Athlete: Can you do it?  It really hurts!
Me: Duh, but you put them in there.
Athlete:  I can't just seriously pull them out, ok?

At this point I rather unceremoniously yank all three staples out and proceed to scrub the area with an alcohol pad, much to the young man's displeasure.

Me: That's what you get for being a dumb ass.
Athlete: It hurts bro!
Me: What did we learn?
Athlete: [short pause] Don't be a dumb ass?
Me: Good boy.

I can't be the only one that this happens to.  Got a story about weird things you've removed from your athletes?  Share it!!!

Monday, February 20, 2012

All Sportsed Out?

Having just spent the last hour and a half in my office eagerly waiting in front of my computer screen for Indians tickets to go on sale, my work schedule in front of me, games carefully picked out on days that I actually have free, I started to think on the number of times I've heard my fellow ATCs tell me they don't watch professional sports.  College athletic trainer friends of mine often say they'd rather watch college sports, where the athletes are (technically) still there to have a good time.  High school athletic trainer friends say that more sports on top of their current work duties would just be too much.

Personally I've never understood this.  I'm in this profession because I love sports.  I can't get enough!  I think the problem comes from us as athletic trainers training ourselves to be tense and on alert during sporting events.  Have you ever tried going to one of your school's games as a spectator?  It's nervewracking, and generally you end up on the field treating some injury or another anyhow.

Even watching games on tv with other ATCs, I've noticed a tendency towards settling into our most comfortable "ready to run" position completely unconsciously.  If an athlete goes down on the screen?  All bets are off.  We're all ready to jump up, and then of course all suddenly feel silly. 

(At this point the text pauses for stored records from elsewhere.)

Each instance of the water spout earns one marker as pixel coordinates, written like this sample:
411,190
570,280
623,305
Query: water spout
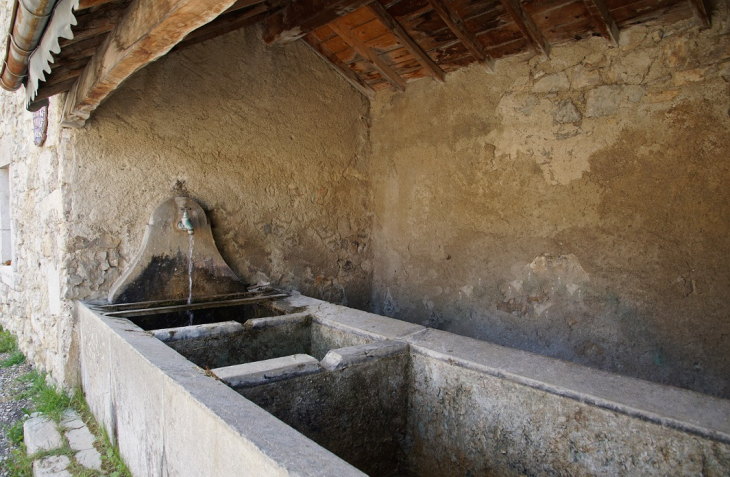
185,223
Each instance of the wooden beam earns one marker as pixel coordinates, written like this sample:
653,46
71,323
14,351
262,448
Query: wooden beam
63,73
147,31
225,23
338,66
525,23
300,17
341,28
467,38
408,43
604,21
84,4
45,92
701,11
92,24
241,4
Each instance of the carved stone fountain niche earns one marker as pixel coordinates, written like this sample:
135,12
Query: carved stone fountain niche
179,277
194,374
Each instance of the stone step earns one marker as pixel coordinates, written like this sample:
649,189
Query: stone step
42,434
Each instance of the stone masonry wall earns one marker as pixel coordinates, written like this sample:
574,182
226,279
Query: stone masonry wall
576,207
32,286
270,141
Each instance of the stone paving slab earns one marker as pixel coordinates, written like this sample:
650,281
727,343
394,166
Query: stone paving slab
41,434
70,419
80,439
89,458
52,466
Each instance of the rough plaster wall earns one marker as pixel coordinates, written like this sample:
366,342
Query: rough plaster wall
576,207
270,141
32,286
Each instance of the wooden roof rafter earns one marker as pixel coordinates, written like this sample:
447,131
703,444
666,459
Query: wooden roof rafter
135,41
373,44
467,38
701,12
344,31
338,65
526,24
405,39
604,21
300,17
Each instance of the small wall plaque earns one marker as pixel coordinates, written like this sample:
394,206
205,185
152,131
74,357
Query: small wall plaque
40,126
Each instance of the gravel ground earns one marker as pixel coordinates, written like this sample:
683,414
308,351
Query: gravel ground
10,407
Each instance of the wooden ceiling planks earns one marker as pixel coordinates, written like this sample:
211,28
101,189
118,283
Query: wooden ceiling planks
384,44
456,24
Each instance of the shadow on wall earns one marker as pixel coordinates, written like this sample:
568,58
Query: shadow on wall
634,282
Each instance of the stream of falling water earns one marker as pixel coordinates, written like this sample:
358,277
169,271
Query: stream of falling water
191,242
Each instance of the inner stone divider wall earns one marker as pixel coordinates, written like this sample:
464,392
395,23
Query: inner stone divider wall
472,407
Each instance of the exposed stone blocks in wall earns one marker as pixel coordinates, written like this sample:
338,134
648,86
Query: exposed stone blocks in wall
573,207
269,141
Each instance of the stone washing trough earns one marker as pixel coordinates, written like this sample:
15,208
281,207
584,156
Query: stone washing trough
215,379
324,390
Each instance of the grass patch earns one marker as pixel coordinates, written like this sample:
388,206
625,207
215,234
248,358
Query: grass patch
8,342
15,358
53,402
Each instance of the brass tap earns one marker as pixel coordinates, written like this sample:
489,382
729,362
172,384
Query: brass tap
185,223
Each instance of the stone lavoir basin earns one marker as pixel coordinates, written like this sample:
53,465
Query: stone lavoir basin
191,373
316,389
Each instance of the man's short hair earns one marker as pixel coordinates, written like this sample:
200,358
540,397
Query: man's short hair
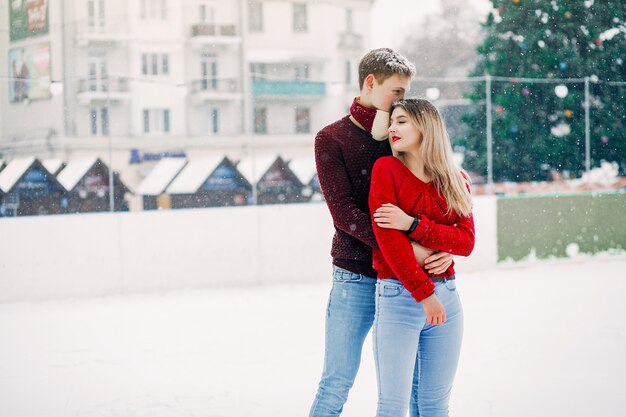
384,63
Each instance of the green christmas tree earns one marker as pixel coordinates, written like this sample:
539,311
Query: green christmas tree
536,132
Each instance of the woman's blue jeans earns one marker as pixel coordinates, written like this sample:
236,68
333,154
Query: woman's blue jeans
349,317
415,362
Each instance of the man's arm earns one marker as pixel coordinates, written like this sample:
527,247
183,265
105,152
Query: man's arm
339,193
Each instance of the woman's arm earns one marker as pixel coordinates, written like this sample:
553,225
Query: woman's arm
457,239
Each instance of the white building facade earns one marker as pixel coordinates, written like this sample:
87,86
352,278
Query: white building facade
117,79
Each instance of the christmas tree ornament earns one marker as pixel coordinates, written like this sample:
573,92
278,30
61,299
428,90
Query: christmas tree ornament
560,130
561,91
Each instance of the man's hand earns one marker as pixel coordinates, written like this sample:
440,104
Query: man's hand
421,253
434,310
389,216
434,262
437,263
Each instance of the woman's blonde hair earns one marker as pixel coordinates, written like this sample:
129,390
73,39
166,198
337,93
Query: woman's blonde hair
436,153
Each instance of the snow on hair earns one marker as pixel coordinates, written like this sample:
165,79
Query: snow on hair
383,63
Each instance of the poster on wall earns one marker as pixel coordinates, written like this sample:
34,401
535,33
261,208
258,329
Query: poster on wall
28,18
29,73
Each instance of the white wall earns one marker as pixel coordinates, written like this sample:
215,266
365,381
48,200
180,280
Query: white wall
100,254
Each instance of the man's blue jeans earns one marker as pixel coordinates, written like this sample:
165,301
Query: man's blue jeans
415,362
349,317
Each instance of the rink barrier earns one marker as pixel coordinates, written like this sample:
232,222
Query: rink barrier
561,225
99,254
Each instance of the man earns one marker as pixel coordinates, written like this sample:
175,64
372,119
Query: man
345,152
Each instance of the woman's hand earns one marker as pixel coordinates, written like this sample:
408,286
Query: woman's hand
389,216
438,263
434,310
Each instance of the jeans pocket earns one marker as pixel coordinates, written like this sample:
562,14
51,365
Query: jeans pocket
389,289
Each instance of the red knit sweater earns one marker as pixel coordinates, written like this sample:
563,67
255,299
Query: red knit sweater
392,182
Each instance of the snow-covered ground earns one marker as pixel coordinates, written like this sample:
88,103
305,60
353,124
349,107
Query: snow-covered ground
541,339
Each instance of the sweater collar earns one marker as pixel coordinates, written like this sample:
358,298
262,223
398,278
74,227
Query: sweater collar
363,115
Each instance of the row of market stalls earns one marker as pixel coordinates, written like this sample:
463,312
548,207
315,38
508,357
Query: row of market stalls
29,186
213,182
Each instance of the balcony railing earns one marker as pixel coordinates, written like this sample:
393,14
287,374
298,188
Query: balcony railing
217,85
288,88
99,85
206,29
350,40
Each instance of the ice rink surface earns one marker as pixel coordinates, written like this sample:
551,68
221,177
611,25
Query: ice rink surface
541,339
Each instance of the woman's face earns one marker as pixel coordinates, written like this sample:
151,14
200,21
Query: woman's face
404,134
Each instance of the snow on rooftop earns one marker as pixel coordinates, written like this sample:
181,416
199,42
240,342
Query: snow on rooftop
254,168
75,171
52,165
13,172
304,168
193,175
161,176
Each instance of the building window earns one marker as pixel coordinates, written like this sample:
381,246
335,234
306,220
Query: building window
255,18
95,14
258,71
207,13
215,120
156,121
155,64
303,120
260,120
299,17
153,9
301,72
349,20
99,120
165,64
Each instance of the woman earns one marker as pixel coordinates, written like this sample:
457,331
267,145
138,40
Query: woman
419,319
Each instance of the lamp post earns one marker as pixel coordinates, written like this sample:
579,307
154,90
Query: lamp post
108,126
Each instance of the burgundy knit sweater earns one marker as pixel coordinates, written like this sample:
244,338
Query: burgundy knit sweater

Here's the thing guys - we do what we do because we love sports, otherwise we'd be physical therapists or EMTs.  I find that if I'm not wanting to feel like a silly person while watching them, the best thing to do is find other athletic trainers to watch with.  That when when your favorite team's quarterback is down on the field and they're showing the athletic trainers out there along with a mass amount of instant replay footage, you can assess the mechanism of injury and judge the performance of your occupational fellows alongside other people who get it. 

Sure, we can't relax when we watch sports, but we can still have a good time.